I've been looking at bar menus in Tel Aviv and drinks seem to be called משקאות or אלכוהול . Haven't seen משקאות חריפים yet. I've seen משקאות אלכוהוליים. The menus seem to be mostly in English, but using Hebrew letters. See, for example: https://www.facebook.com/pg/PotionBarTLV/menu/. BTW, this research can be fun.
Just ran into משקאות קלים... they're "soft drinks", like ginger ale, tonic water and sodas.
The term משקאות חריפים was used a lot when I was a kid, 30-40 years ago. I think it's slowly falling out of use, but still used. One phrase that jumps to my mind is מכירת משקאות חריפים למי שטרם מלאו לו 18 אסורה!, posted somehwere on every bar, restaurant and grocery store. I'm not sure whether most of them these days say משקאות חריפים or משקאות אלכוהוליים.
As for the debate if it includes wine and beer or only more alcoholic stuff - Even Shoshan dictionary says also wine and beer, and I think I've mostly known it to include them. Surely in said signs it includes them. But I think I have heard it also to mean only stronger ones.
To support what radagastthebrown said Prolog's Hebrew-English Dictionary app includes such an entry listed under "alcoholic" and defined (or glossed) as "alcoholic beverage" משקה חריף. I have to say that I appreciate Dov's 'boots on the ground' research!
These threads can easily distract from learning, but they can also be quite informative and helpful. :-)
he.wikipedia.org ha as an article "משקה חריף". See the pictures! Here: https://he.m.wikipedia.org/wiki/%D7%9E%D7%A9%D7%A7%D7%94_%D7%97%D7%A8%D7%99%D7%A3
Liquor & liqueur are different things. Liquor is any alcoholic beverage, (usually isn't used for wine or beer), & liqueur is sweet, cordials/ for desserts, aperitifs, etc. It's liquor plus sweetner, herbs, etc. Like Sabra liqueur.
Liquor (in AM English) is any alcoholic drink that's distilled (but not sweetened) vodka, gin, whisky, bourbon, tequila, etc. What in the UK they call spirits. https://vinepair.com/spirits-101/what-are-spirits/
Now I want a lambic ale, which is yummy, but neither liquor or liqueur. L'CHAIM!

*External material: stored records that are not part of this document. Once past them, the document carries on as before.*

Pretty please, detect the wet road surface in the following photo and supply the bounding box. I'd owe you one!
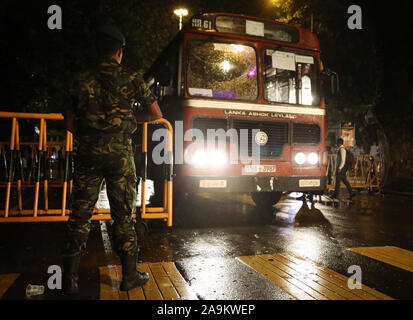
[0,193,413,300]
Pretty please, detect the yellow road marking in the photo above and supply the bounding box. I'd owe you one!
[0,273,20,299]
[348,246,413,272]
[238,253,392,300]
[99,262,197,300]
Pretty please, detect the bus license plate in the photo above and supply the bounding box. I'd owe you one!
[299,179,320,188]
[199,180,227,188]
[244,164,277,173]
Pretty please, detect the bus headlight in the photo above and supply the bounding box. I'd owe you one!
[307,152,318,165]
[294,152,307,165]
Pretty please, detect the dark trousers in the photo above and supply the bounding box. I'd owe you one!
[334,167,353,197]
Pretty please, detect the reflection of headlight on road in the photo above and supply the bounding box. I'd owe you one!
[307,152,318,165]
[294,152,307,165]
[185,149,227,167]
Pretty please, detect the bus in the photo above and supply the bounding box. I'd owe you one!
[144,13,327,212]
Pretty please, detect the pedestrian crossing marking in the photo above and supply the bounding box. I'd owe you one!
[0,273,20,299]
[99,262,198,300]
[238,253,392,300]
[348,246,413,272]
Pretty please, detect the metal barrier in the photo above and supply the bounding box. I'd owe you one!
[327,154,381,190]
[0,111,173,226]
[141,119,173,227]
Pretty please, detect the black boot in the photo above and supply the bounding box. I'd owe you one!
[120,254,149,291]
[63,255,80,294]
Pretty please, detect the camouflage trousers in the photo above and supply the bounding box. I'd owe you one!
[63,137,138,256]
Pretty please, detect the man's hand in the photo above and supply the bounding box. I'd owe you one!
[135,101,163,123]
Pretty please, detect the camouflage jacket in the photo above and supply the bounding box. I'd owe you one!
[70,58,155,136]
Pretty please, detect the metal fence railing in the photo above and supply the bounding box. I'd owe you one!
[0,111,173,226]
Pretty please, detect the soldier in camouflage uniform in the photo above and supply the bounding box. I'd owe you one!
[63,26,162,293]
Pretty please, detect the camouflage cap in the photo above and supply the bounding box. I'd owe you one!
[97,25,126,47]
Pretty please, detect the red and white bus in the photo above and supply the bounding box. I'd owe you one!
[145,13,327,210]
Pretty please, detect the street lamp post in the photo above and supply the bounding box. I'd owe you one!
[174,8,188,30]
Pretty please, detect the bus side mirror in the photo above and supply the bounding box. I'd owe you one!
[321,70,340,98]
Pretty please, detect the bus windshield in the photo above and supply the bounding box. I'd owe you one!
[263,49,320,106]
[187,39,258,100]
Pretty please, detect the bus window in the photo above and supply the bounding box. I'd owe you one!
[187,40,258,100]
[264,49,320,106]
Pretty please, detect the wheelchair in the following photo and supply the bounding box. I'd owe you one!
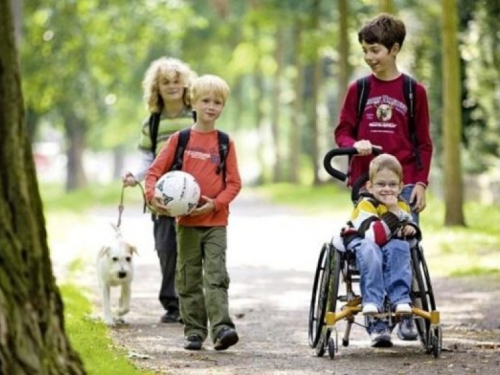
[308,148,442,359]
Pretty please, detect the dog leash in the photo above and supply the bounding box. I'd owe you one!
[116,186,125,228]
[116,182,152,228]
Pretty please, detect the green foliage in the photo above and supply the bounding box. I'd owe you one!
[40,181,143,212]
[255,183,352,214]
[60,284,153,375]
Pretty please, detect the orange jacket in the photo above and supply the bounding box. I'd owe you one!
[145,128,241,227]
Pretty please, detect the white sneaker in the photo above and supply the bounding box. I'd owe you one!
[396,303,411,314]
[363,303,378,315]
[370,329,392,348]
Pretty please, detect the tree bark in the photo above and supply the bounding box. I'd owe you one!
[337,0,351,114]
[379,0,394,14]
[290,15,304,183]
[271,24,284,182]
[0,0,85,375]
[441,0,465,226]
[63,112,87,191]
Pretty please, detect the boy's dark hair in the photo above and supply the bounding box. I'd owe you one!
[358,13,406,50]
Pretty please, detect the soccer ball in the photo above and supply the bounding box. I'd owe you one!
[155,171,200,216]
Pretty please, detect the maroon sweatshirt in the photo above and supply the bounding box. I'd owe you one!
[335,74,432,186]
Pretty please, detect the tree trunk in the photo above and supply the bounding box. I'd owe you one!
[442,0,465,226]
[379,0,394,14]
[311,0,321,185]
[290,16,304,183]
[271,25,284,182]
[63,112,87,191]
[337,0,351,114]
[0,0,85,375]
[253,23,266,184]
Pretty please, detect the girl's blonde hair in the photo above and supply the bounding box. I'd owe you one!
[191,74,231,103]
[369,154,403,182]
[142,57,195,113]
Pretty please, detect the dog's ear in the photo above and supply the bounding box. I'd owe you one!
[99,246,111,258]
[129,245,139,255]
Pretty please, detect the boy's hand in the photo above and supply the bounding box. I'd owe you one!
[402,225,417,237]
[410,184,426,214]
[122,172,138,187]
[353,139,382,155]
[149,195,171,216]
[190,195,215,216]
[381,195,400,214]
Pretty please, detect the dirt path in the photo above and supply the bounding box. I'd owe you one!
[52,195,500,375]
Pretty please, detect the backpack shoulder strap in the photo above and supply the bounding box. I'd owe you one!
[403,74,422,169]
[149,113,160,157]
[354,76,370,138]
[217,130,229,181]
[170,128,191,171]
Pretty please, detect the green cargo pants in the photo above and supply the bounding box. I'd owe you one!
[175,225,234,341]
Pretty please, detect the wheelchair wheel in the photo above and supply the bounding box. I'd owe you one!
[411,246,440,353]
[308,243,331,353]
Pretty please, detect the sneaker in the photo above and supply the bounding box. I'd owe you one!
[363,303,378,315]
[396,303,411,314]
[184,335,202,350]
[160,310,181,323]
[214,327,239,350]
[370,329,392,348]
[398,316,418,341]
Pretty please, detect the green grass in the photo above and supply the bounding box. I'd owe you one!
[40,182,153,375]
[60,284,154,375]
[254,184,500,276]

Is "משקאות חריפים" something you would see advertised in the window of an off license/liquor store/pub/bar, rather than something you would use in general conversation? I don't know anyone who would use the term "alcoholic beverages" in English spoken language unless they were joking; "You like your alcoholic beverages, don't you?"
I disagree about the English usage, but it may be a regional difference. (Being American, I had to look up what "off license" meant.) I can easily imagine a doctor asking "how often do you drink alcoholic beverages?" Or when planning a party, somebody might say "We have plenty of beer. Do we need other alcoholic beverages?" A sign at a park might say "Alcoholic beverages not allowed". Admittedly, all of these examples could just use "alcohol" instead of "alcoholic beverages", but a fair number of people would say "alcoholic beverages".